Overall, despite the risk of new coronavirus strains, there is a lot of optimism. For example, here in the US, coronavirus cases have decreased significantly, and deaths are also starting to decline significantly (albeit with a delay of several weeks, as expected).
In addition, the most at risk are largely vaccinated, which gives many of us hope that there will be some semblance of normalcy in the next few months.
Great Britain has been locked since early January
While the US didn’t have a national lockdown, other countries did. The UK has been on lockdown since early January this year, banning all types of non-essential travel (although these restrictions have not been very well enforced).
Well, UK Prime Minister Boris Johnson today outlined plans to reopen. The current relaxation of restrictions is specific to England, although I envision that Northern Ireland, Scotland and Wales could adjust policies over time.

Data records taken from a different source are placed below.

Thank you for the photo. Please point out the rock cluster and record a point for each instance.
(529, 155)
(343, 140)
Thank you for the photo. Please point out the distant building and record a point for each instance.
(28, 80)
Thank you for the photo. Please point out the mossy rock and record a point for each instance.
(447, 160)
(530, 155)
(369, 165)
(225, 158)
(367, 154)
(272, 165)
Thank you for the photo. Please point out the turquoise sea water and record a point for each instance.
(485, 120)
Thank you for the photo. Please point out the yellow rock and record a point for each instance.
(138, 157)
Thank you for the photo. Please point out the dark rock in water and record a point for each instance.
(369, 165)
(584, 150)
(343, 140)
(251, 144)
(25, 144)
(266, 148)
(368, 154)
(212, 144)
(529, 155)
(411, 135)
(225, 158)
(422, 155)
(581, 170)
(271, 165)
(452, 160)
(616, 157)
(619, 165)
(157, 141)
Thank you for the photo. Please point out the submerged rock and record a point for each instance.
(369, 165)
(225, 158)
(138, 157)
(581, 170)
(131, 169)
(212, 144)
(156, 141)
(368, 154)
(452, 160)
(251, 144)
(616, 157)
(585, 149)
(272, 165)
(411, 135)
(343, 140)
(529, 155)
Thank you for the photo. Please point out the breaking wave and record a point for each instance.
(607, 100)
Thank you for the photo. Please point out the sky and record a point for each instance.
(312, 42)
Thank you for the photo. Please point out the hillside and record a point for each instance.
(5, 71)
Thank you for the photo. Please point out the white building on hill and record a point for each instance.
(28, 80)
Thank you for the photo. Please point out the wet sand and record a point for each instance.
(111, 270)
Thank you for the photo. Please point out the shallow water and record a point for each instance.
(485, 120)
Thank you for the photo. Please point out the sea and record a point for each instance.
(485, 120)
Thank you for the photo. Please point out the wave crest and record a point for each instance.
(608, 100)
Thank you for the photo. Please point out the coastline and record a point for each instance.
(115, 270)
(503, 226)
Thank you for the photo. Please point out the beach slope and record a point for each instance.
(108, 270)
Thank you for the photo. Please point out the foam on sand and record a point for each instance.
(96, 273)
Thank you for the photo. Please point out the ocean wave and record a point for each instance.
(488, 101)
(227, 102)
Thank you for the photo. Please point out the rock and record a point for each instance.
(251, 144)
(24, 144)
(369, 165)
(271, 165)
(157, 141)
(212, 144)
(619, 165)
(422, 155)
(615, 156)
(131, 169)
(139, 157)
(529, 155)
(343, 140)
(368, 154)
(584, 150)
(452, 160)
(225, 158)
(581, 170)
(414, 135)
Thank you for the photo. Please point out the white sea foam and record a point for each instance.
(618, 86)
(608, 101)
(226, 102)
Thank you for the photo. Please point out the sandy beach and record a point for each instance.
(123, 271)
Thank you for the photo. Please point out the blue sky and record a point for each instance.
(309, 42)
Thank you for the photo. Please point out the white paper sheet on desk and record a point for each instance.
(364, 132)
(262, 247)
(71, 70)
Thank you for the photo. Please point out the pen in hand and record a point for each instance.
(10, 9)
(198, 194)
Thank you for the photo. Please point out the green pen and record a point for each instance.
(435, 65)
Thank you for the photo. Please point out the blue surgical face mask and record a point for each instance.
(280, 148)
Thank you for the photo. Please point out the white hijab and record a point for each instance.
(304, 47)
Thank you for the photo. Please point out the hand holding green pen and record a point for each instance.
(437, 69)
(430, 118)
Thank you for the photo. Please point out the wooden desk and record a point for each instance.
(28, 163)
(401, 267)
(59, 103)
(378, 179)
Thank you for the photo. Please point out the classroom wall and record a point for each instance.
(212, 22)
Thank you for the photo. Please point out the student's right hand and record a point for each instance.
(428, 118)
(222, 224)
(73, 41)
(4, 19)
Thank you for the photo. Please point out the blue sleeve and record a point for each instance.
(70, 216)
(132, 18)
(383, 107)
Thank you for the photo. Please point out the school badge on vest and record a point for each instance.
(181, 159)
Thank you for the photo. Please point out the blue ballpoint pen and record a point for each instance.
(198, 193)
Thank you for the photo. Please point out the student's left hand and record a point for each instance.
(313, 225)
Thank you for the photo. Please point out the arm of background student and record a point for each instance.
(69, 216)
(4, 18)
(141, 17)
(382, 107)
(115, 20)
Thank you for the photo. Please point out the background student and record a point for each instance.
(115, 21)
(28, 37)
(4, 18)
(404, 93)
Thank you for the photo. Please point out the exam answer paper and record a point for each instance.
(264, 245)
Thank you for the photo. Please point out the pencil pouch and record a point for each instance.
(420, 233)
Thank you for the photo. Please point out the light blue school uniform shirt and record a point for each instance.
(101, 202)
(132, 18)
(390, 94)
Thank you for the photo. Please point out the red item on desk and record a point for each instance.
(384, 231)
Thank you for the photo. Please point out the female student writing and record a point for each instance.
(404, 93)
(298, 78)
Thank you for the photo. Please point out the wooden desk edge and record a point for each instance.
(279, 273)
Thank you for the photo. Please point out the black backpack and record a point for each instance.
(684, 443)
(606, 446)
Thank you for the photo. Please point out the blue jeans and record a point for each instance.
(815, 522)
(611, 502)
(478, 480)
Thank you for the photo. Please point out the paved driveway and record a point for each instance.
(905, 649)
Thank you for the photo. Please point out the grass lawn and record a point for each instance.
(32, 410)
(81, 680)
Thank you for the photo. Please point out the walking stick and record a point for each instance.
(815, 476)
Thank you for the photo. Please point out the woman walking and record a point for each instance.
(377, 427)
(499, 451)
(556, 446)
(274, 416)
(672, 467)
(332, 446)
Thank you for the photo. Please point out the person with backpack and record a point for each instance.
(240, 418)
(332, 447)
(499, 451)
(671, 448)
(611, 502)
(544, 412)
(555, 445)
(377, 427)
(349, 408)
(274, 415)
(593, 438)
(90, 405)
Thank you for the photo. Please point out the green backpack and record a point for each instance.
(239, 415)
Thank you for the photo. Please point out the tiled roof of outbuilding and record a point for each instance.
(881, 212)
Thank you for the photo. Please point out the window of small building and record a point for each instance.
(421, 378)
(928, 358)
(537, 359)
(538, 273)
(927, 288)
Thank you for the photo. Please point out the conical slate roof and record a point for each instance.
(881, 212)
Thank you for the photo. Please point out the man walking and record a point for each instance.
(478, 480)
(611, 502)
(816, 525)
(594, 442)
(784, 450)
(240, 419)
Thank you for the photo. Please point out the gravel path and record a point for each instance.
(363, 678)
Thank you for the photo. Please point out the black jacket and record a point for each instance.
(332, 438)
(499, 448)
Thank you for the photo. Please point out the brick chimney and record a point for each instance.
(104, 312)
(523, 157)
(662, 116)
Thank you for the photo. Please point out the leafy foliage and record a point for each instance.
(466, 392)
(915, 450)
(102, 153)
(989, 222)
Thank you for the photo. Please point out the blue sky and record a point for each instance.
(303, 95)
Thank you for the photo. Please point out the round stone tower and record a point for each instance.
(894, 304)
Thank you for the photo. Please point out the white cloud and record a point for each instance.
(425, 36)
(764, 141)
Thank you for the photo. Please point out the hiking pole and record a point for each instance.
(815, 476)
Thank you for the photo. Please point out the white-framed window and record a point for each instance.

On the plus side, I appreciate the general concept of a timeline that things could open up again with. Unfortunately, the timeline is pretty bleak and all of this is the “best case scenario.”
The UK’s reopening roadmap
The UK government’s plan has four steps. With each step, certain activities become possible again.
Step 1 takes place on March 8-29, 2021 and includes the following, which are again permitted:
- Schools and colleges
- Rest or exercise outdoors with another person
- Funerals (up to 30 people), guards (up to six people), and weddings (up to six people)
After that, the timeline becomes a bit more questionable. Step 2 takes place at least five weeks after Step 1 and on April 12, 2021 at the earliest. With step 2, the following is again permitted:
- Indoor leisure (including gyms)
- Two households can meet outdoors
- Outdoor attractions
- Libraries and Community Centers
- Personal care facilities
- All retail
- Outdoor hospitality
- All activities for children
- Domestic overnight stays in households
- Independent accommodation
Step 3 takes place at least five weeks after Step 2 and at the earliest on May 17, 2021. With step 3, the following is again permitted:
- Indoor entertainment and attractions
- 30 people outdoors
- Domestic overnight stays
- Organized indoor adult sport
- Most important life events (up to 30 people)
- Remaining outdoor entertainment, including performances
- Remaining accommodations
- Some major events with capacity limits of 25-50%
- International travel, subject to review
Step 4 will take place at least five weeks after Step 3 and no earlier than June 21, 2021. Step 4 would remove virtually all restrictions, including the following:
- No legal limits for social contact
- Night clubs
- Major events
- No legal limit on all life events
As you can see, those in the UK will not be allowed to travel internationally until May 17th at the earliest. And to be clear, that is absolutely the best scenario, and it doesn’t necessarily mean that the UK’s quarantine on foreign visitors would be relaxed at all.
The UK Global Travel Taskforce is expected to provide an update on plans to resume international travel on April 12, 2021 – both Britons can travel abroad and those from abroad who can travel to the UK.
The UK has set out how to ease restrictions after the country was locked in in early January. The UK won’t start easing travel restrictions significantly until May 17th at the earliest, although it may do so much later.
The number of coronavirus cases and deaths in the UK has fallen sharply, and besides, the country is doing a good job with vaccinations, only trailing Israel and the United Arab Emirates in terms of vaccination per capita.
I know many are getting impatient with the UK’s current lockdown. Sometimes bans feel almost like airline fuel surcharges – they’re added when the situation is extreme, but rarely removed when circumstances change. Obviously, maintaining the lockdown helps keep cases down, but at what cost? At least that’s the argument …
What do you think of the UK’s reopening plans?